DirectML expands NPU support to Copilot+ PCs and WebNN

Written By

published August 29, 2024

AI is transforming the way we interact with technology, enabling new and improved experiences across a variety of scenarios. DirectML empowers developers to bring their AI innovations to Windows and utilize local hardware acceleration to scale across the breadth of Windows devices. Today, we are excited to share how DirectML continues to expand platform support for NPUs on Copilot+ PCs and WebNN.

DirectML now supports Copilot+ PCs, powered by Snapdragon® X Elite Compute Platform

We are thrilled to announce that DirectML now supports Copilot+ PCs, powered by Qualcomm® Hexagon NPU in the Snapdragon® X Elite Compute Platform. Copilot+ PCs bring exceptional performance and energy efficiency, enabling amazing AI experiences on Windows. With DirectML, the foundational component for the Windows Copilot Runtime, developers can now target these machines to scale AI across Windows.

Upendra Kulkarni, Vice President – Compute Software Product Management at Qualcomm echoes Microsoft’s sentiment, “With Snapdragon X Elite, we introduced industry-leading NPU with 45 TOPS of AI performance at incredible power efficiency. DirectML is a developer friendly ML programming interface that uses familiar DirectX API structure. By supporting DirectML on our NPU, developers are now able to easily access its phenomenal capability easily and can port their models from GPU to NPU with minimal effort. We collaborated extensively with Microsoft to optimize DirectML for NPU to maximize hardware performance. We are excited to be co-announcing this developer preview program.”

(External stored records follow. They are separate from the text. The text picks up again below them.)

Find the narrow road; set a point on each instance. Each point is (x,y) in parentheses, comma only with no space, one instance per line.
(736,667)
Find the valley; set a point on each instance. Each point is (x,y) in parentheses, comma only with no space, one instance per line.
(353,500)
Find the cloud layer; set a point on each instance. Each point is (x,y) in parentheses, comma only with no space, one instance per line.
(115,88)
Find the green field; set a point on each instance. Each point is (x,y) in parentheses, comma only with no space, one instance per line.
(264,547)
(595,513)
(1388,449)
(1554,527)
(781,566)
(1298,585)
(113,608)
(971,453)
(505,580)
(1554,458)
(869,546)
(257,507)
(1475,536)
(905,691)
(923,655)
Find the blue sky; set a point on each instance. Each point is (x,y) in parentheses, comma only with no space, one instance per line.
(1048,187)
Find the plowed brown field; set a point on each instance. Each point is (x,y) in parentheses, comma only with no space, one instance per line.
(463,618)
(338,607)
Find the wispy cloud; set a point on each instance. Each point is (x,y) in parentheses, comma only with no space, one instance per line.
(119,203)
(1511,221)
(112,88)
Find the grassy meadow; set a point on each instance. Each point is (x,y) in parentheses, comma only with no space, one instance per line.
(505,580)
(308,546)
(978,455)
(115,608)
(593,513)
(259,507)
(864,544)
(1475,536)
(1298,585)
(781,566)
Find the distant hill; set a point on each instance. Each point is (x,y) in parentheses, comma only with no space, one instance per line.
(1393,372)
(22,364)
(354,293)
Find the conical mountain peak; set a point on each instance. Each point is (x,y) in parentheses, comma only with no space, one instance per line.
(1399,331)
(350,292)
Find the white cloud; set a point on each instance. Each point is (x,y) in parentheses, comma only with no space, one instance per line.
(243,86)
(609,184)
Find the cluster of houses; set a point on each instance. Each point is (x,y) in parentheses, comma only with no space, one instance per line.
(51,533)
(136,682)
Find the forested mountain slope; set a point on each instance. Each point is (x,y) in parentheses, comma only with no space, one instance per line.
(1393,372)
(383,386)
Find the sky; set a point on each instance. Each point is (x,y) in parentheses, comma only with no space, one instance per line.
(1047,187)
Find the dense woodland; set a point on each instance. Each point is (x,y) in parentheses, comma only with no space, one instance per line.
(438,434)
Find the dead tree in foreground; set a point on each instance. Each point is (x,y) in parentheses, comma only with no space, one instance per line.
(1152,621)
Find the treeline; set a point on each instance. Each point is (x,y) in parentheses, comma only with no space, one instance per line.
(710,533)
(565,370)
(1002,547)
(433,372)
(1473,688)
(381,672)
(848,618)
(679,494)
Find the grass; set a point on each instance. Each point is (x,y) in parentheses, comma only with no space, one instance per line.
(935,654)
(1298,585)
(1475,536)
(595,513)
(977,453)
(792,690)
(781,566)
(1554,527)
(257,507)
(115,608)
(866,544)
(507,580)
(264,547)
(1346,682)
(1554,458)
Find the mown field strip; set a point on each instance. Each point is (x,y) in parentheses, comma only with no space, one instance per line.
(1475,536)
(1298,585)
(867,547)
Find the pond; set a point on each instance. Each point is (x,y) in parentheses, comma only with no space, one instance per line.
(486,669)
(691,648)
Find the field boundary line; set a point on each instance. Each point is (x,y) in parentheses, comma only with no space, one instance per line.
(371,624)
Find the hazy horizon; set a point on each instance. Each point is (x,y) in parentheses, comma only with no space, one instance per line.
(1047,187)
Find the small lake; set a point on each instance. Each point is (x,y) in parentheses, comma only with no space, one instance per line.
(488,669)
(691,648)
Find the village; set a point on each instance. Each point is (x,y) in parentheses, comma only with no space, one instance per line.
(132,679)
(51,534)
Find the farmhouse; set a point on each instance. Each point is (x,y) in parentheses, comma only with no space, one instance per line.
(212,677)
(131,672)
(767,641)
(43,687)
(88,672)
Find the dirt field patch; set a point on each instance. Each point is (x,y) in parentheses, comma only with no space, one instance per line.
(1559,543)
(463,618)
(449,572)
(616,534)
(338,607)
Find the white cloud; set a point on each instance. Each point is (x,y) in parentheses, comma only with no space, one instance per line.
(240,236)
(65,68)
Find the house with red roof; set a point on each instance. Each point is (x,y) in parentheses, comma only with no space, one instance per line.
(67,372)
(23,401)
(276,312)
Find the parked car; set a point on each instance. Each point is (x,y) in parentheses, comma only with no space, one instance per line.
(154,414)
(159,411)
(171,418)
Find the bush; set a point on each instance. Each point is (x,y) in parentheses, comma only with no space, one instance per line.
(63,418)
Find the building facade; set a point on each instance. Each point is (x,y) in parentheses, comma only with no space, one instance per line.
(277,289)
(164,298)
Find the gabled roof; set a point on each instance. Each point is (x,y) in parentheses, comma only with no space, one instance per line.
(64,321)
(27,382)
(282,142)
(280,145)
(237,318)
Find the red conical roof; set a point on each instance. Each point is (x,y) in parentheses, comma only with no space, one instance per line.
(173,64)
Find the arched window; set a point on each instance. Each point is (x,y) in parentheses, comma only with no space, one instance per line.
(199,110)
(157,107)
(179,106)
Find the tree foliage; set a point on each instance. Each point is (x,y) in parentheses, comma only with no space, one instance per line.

Getting started with DirectML on Copilot+ PCs

System Requirements

Ensure you have the correct versions of DirectML, ONNX Runtime (ORT), Windows and the minimum versioned Qualcomm® Hexagon NPU driver.

DirectML minimum version of 1.15.4 or greater (ARM64) 
ONNX Runtime minimum version of 1.18 (ARM64) 
Windows 11, version 24H2 or newer
Qualcomm® Hexagon NPU Driver minimum version 1.0.0.10

Developer-Environment Set-up on Your Copilot+ PC

Let’s walk through how you can utilize DirectML and ONNX Runtime to leverage a set of models on the Copilot+ PC powered by Qualcomm® Hexagon NPU. First, you need to ensure you have the latest Qualcomm® Hexagon NPU driver package. Setting up a Qualcomm dev account is your very first step:

Create an account at https://qpm.qualcomm.com/

Now, log in with your account credentials and click the following link: Qualcomm Package Manager 3 and download the latest driver available. Then, follow the steps below to download the Qualcomm® Hexagon NPU Driver Package for Windows:

Change OS from “Windows” to “Windows (ARM64)”
Click Download (latest driver version available)
Extract QHND.Core.1.0.0.10.Windows-ARM64.zip (or latest driver available zipped file)
Run PreAlpha_QCHexagon_NPU_Driver installer
Verify that “Neural processors > Snapdragon® X Elite … NPU” has the latest driver version as specified in the release notes included in the ZIP file.

With the driver package installed and the minimum versions of DirectML, ORT and Windows enabled, try this ESRGAN super-resolution model sample to build a C++ application that runs on the new Copilot+ PCs!

Developers who used DirectML on their Surface device from Aug. 29 through the latest Windows Surface Hardware Update in September 2024

If you downloaded the Alpha NPU Driver Package V0.0.0.9 to test DirectML on your Copilot+ PC, recent Windows Updates may have affected the NPU functionality. To maintain DirectML functionality and NPU operational stability, please install the latest driver package V1.0.0.10 as instructed above.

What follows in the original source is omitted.